Barron's : Alphabet Has an Nvidia-Like Business. It Could Be Worth Hundreds of B

Alphabet Has an Nvidia-Like Business. It Could Be Worth Hundreds of Billions.

Alphabet has an Nvidia like business inside it. It could be the most valuable part of the internet search giant.

Some investors might not know that Alphabet has an AI chip business among its many segments. But it’s there: Alphabet’s internally designed chips end up in AI data centers and work in concert with products from Nvidia and others.

And, of course, the Google parent also has an AI business: Alphabet’s DeepMind is comparable to OpenAI.

Both businesses could be worth hundreds of billions and aren’t fully reflected in Alphabet’s stock price, analysts say.

“Is TPU [and] DeepMind Google’s most valuable business?” asked D.A. Davidson analyst Gil Luria in a Friday report. (Analysts, and many investors, still refer to Alphabet as Google.)

It’s a good question but requires some explanation.

TPUs, or Tensor processing unit s, are Alphabet’s chips. A TPU is “a matrix processor specialized for neural network workloads,” according to the company. That isn’t much help. Futurum Research explains that AI data centers have traditional CPU chips, GPU chips that Nvidia dominates, and TPU that, essentially, improve the performance of the AI computer.
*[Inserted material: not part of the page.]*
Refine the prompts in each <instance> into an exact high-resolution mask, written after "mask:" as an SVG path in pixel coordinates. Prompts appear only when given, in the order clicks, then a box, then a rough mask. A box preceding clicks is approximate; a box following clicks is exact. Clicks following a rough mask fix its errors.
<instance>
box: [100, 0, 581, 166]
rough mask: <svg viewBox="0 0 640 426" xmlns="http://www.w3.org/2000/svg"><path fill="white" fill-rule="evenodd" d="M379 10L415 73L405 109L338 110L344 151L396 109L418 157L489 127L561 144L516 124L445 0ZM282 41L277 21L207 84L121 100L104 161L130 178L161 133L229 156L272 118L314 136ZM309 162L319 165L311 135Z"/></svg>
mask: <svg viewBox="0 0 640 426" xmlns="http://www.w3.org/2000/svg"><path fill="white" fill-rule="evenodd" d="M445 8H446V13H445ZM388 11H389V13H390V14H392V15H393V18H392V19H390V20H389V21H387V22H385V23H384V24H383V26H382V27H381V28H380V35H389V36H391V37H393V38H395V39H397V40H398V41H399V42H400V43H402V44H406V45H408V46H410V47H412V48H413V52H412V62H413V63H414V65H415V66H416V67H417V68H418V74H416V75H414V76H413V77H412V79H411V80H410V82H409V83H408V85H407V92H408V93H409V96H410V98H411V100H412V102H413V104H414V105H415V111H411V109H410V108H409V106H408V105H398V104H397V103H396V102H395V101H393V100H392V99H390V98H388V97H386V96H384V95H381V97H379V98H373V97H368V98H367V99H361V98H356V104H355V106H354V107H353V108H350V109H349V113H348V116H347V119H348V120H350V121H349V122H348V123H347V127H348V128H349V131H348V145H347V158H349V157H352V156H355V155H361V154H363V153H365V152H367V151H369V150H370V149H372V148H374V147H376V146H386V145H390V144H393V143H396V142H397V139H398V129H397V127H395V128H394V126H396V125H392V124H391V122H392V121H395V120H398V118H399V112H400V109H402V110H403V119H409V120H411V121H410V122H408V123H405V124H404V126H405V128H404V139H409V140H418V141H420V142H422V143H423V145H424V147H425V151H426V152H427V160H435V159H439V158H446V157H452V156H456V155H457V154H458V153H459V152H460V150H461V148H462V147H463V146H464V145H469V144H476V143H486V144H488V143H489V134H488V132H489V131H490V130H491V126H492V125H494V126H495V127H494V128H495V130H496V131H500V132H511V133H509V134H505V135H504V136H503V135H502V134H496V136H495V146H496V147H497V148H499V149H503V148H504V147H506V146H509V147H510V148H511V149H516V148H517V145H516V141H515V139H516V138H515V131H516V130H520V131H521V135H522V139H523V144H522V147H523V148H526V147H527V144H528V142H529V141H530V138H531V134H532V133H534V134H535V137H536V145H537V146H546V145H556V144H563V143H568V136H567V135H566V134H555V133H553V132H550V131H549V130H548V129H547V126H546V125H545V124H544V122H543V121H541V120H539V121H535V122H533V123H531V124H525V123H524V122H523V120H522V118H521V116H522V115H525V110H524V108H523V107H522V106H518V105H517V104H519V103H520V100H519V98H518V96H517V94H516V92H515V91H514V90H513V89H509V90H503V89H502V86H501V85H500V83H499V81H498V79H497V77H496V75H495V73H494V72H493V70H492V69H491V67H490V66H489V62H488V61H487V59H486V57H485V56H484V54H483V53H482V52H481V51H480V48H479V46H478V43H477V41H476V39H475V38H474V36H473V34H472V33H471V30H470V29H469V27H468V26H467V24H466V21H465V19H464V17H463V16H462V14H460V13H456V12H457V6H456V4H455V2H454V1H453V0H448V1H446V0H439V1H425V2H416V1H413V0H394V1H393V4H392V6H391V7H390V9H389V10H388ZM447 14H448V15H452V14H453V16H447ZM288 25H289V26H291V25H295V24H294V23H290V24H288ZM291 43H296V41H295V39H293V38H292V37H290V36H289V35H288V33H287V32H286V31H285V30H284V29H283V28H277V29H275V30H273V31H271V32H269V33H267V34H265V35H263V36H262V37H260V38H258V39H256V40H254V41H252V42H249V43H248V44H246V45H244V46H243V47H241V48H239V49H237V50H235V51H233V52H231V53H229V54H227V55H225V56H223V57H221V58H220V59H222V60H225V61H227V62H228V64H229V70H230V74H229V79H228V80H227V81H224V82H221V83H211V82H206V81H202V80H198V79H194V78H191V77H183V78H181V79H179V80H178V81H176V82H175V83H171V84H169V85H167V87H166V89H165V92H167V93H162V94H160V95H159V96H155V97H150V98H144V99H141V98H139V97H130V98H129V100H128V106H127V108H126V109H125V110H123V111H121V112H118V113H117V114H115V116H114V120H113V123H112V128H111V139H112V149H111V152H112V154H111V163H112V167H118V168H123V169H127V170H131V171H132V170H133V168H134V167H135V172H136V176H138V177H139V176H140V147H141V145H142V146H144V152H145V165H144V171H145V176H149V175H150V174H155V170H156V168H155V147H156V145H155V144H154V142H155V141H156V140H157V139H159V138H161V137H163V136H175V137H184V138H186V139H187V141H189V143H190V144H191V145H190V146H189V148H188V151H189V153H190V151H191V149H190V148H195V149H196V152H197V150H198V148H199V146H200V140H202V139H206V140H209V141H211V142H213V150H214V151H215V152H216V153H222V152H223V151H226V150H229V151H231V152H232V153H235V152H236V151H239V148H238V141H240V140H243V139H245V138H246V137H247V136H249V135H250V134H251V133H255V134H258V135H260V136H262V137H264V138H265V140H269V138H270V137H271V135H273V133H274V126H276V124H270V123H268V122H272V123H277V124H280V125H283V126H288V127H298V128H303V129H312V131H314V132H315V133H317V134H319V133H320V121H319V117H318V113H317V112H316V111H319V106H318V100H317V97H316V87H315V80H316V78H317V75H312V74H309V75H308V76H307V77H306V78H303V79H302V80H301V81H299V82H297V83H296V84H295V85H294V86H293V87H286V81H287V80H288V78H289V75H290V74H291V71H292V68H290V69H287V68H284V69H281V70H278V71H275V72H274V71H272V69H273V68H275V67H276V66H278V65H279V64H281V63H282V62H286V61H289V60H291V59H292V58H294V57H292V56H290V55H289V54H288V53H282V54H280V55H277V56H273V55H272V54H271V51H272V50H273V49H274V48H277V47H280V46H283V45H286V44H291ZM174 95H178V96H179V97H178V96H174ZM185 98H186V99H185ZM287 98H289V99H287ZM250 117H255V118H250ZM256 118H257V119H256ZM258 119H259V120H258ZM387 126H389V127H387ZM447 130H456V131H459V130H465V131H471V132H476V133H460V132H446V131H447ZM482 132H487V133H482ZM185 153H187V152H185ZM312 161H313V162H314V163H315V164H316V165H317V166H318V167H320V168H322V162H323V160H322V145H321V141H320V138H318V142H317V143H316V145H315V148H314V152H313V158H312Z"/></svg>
Microsoft, Amazon.com, and Alphabet—three big data center players—all have their own TPUs.

If Alphabet’s TPU and DeepMind were on their own, the value would be substantial.

“We believe the current value of a potential stand-alone TPU/DeepMind business may be over $700 billion, or as much as $60/share,” wrote Luria.

That’s a lot, considering Alphabet’s market value is about $2.5 trillion, with the stock currently trading around $200.

Luria is partially doing a so-called sum-of-the-parts, or SOTP, analysis of Alphabet, estimating what each business inside the company is worth. SOTP can be useful if a company is thinking about selling or spinning off a business—or if one business segment is losing money, masking the health of another part of a company.

Recently, SOTP chatter around Alphabet increased after the U.S. government won an antitrust battle labeling Google Search a monopoly. Remedies the government could try and impose might include a breakup of the company.

Any valuation methodology has its limitations. SOTP isn’t particularly useful when things are going well or when businesses are significantly interconnected. Alphabet’s chips are going into its cloud business and DeepMind’s AI improves its search business.

SOTP also isn’t as helpful as traditional valuations when there is little chance a split or sale is coming. That point is a reason why Luria rates Alphabet stock Hold.

“We are waiting for the company to indicate it is willing to release some of the SOTP value to shareholders, and until then maintain a [Hold] rating.” His price target is $200 a share.

Alphabet stock rose 1.1% on Friday, closing at $200.21, while the S&P 500 and Dow Jones Industrial Average fell about 0.3%.

Still, SOTP can help investors better understand businesses owned—and what’s possible for those businesses.

Barron’s recently wrote positively about Alphabet, believing the value of its various businesses wasn’t accurately reflected in the current stock price. Since the article appeared, Alphabet stock has gained about 22%.